Él había sido escriba antes de dedicarse a la
asûtu
, la medicina no sacramental. Muy pronto, sin embargo, al destacar por la eficacia de sus remedios fue solicitado por la Corte de Susa. Y allí residía, con una rutina que ni siquiera la Invasión había alterado. Que el nuevo Gran Rey lo solicitase era para él, más que un honor, un incordio, tan apegado estaba a las costumbres de su ciudad adoptiva. Además no le gustaba actuar sobre lo desconocido. Para que sus remedios fueran eficaces resultaba imprescindible haber podido observar previamente al organismo. Verlo evolucionar mientras estaba sano. Conocer sus rutinas.
No había mejor manera de ayudarlos, cuando decaían, a recuperar el equilibrio.
Sin esa experiencia previa cada enfermo era una incógnita y un riesgo, cosas ambas que Ziusundra detestaba. Lo desconocido era territorio de mediocres y aventureros. En su opinión, un hombre experto siempre se las apañaba para encontrarse en su querencia.
Además, al igual que la mayoría de sus colegas, él sabía perfectamente que hay dos tipos de enfermedades: las que se curan de cualquier forma y las que no se curan se ponga uno como se ponga. Y si se habían visto obligados a ir a buscarlo, era porque probablemente ninguno de los médicos locales había podido hacer nada…
—Sigue habiendo mucha animación —dijo Nicias que acababa de tirar de las riendas para que su yegua negra, de hermosas crines, ralentizara el paso y se colocara a la altura del médico. Detrás iba el último hombre junto con un animal cargado con los vendajes, tablillas y medicinas. Lo dijo en ese persa rudimentario aprendido a la fuerza durante los años de ocupación. Desde Susa no dejaba de azuzarlo y sentía la necesidad de mostrarse amable.
—Es el noveno día de la Festividad de Año Nuevo… —repuso algo lacónico el médico quien por su parte manifestaba esa suspicacia natural de cualquier local hacia un invasor.
Nicias posó la mirada en la polvorienta calzada. Ésta no tenía tantos guardacantones como el Camino Real. Después alzó la cabeza. El sol a sus espaldas permítía una visibilidad perfecta de los muros exteriores de Babilonia. Varias parejas de grandes torres los reforzaban y entre ellas el camino de ronda era tan ancho que tres carros podían circular sin problemas por unas murallas que vallaban el horizonte durante muchos estadios hasta doblarse en ángulo recto, muy a mano derecha, por donde el Éufrates delimitaba la que, con casi un millón de habitantes, seguía sien do la mayor ciudad del mundo.
—Vamos —le hincó los talones a su montura.
Las puertas de la muralla exterior permanecían abiertas entre dos de las torres y no dejaban más ancho que el de la entrada para el tránsito de comerciantes y labriegos con sus carretas y sus bestias de carga con las alforjas repletas de frutas y mercancías.

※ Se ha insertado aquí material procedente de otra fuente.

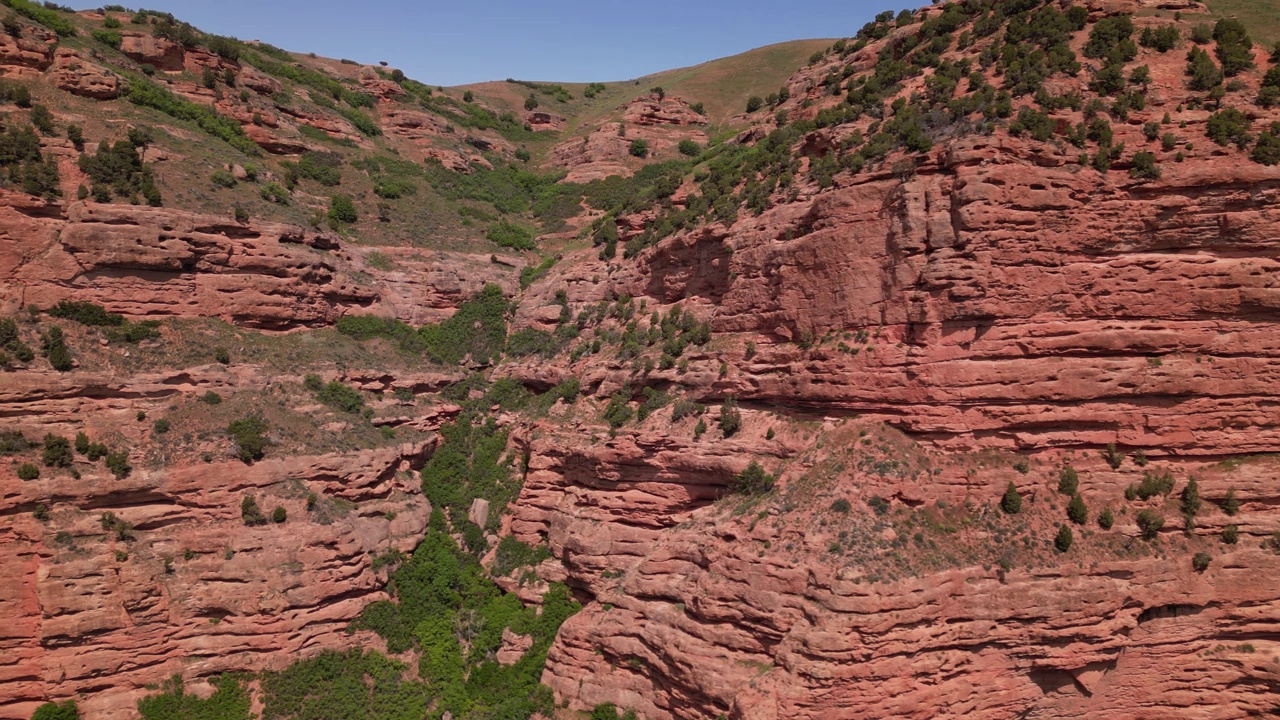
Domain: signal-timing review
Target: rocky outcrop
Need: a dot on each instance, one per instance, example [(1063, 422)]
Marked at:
[(158, 261), (150, 50), (193, 591), (76, 74), (661, 122), (21, 55), (379, 87)]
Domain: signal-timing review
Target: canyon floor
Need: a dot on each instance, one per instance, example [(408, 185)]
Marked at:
[(931, 372)]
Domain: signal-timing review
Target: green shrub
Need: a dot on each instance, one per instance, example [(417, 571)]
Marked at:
[(1162, 39), (275, 192), (231, 701), (250, 513), (1111, 39), (392, 188), (1011, 502), (531, 341), (1064, 540), (1077, 511), (1267, 150), (1230, 504), (510, 235), (1106, 519), (1150, 522), (56, 452), (1068, 481), (1114, 456), (1234, 48), (1232, 534), (1201, 561), (1144, 167), (753, 481), (341, 397), (248, 436), (56, 711), (54, 347), (731, 418), (1151, 486), (222, 178), (45, 16), (1229, 126), (147, 94), (342, 209), (118, 463), (512, 554), (1191, 501), (325, 168), (85, 314), (618, 411), (1033, 122), (1203, 73), (119, 169), (42, 119)]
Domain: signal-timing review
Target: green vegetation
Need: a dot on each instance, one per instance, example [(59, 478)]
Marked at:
[(118, 169), (449, 611), (1234, 48), (44, 14), (149, 94), (1150, 522), (54, 347), (511, 235), (1106, 519), (1112, 455), (1011, 502), (56, 711), (231, 701), (1232, 534), (341, 397), (357, 684), (1201, 561), (753, 481), (731, 418), (250, 513), (56, 451), (248, 436), (1064, 538), (1162, 39), (1068, 481), (470, 465), (1077, 511), (1230, 504), (1152, 484), (342, 209), (1205, 74)]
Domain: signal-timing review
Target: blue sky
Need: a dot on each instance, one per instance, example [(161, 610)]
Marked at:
[(545, 40)]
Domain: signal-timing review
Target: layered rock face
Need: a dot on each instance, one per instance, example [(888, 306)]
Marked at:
[(147, 261), (986, 297), (197, 592), (661, 122)]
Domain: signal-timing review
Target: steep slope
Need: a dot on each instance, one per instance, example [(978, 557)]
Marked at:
[(942, 388)]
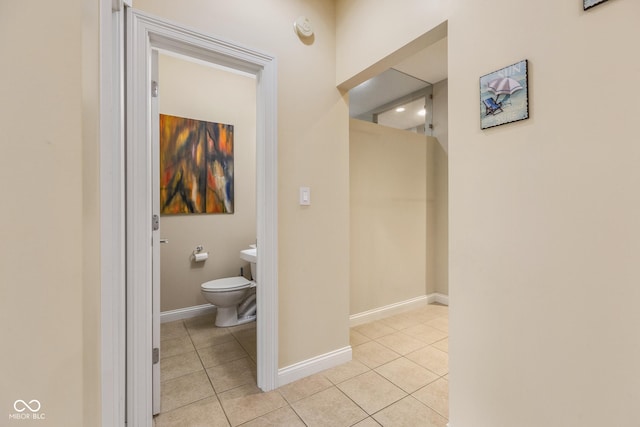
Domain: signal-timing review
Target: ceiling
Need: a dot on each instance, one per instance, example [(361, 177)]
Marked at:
[(400, 86)]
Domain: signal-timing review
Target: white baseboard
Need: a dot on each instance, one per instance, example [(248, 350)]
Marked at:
[(313, 366), (186, 313)]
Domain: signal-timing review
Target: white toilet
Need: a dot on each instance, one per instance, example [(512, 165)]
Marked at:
[(234, 297)]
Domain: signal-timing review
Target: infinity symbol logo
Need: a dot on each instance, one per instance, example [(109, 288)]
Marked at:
[(26, 405)]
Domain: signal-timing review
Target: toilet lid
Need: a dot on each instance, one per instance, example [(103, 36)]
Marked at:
[(226, 284)]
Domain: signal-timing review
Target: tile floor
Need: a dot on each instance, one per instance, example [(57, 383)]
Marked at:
[(398, 377)]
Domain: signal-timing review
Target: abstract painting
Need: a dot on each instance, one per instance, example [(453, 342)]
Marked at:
[(196, 166), (504, 96), (588, 4)]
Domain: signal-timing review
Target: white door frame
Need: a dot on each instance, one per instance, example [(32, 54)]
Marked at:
[(131, 208)]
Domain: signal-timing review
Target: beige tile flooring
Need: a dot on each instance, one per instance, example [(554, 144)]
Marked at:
[(398, 377)]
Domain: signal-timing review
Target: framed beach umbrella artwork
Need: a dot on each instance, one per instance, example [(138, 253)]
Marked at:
[(504, 95)]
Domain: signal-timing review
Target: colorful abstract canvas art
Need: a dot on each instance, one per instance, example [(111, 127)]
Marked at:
[(196, 166)]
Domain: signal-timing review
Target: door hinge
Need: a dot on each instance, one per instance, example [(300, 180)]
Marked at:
[(154, 89)]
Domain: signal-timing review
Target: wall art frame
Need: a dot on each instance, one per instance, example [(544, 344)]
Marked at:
[(504, 95)]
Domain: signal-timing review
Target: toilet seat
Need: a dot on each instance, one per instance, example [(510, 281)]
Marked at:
[(226, 284)]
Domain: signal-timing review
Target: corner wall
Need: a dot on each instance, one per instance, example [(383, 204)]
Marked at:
[(544, 215), (389, 211), (49, 224)]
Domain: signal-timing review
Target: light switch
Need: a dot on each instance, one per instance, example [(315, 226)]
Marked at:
[(305, 196)]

Aquel trasiego incesante se intensificaba hasta el absurdo durante la Festividad anual en honor a Marduk.
Pasaron bajo la mirada de los arqueros.
Más allá quedaba un patio enlosado lleno de hombres armados. Junto a una fosa séptica se podía ver a una treintena de macedonios, babilonios y alguno persa. De ahí se penetraba por un pasadizo abovedado que magnificaba las voces de los comerciantes y el claqueteo de los cascos de caballos.
La sensación de entrar en Babilonia era única. La ciudad destilaba un orgullo señorial que la distinguía de cualquier otra.
Y esa sensación se agudizaba cuando, al salir por el otro lado del pasaje, la vista se topaba con un segundo recinto amurallado, el de la ciudad propiamente dicha, sobre el que despuntaba el zigurat que tanto impresionara en su momento a Herodoto. Nueve o diez terrazas superpuestas una encima de otra culminaban en un altar de un azul reluciente cuya presencia conseguía que en comparación deslucieran tanto el palacio de Nabucodonosor como su vecino el Esangil, el templo de Marduk.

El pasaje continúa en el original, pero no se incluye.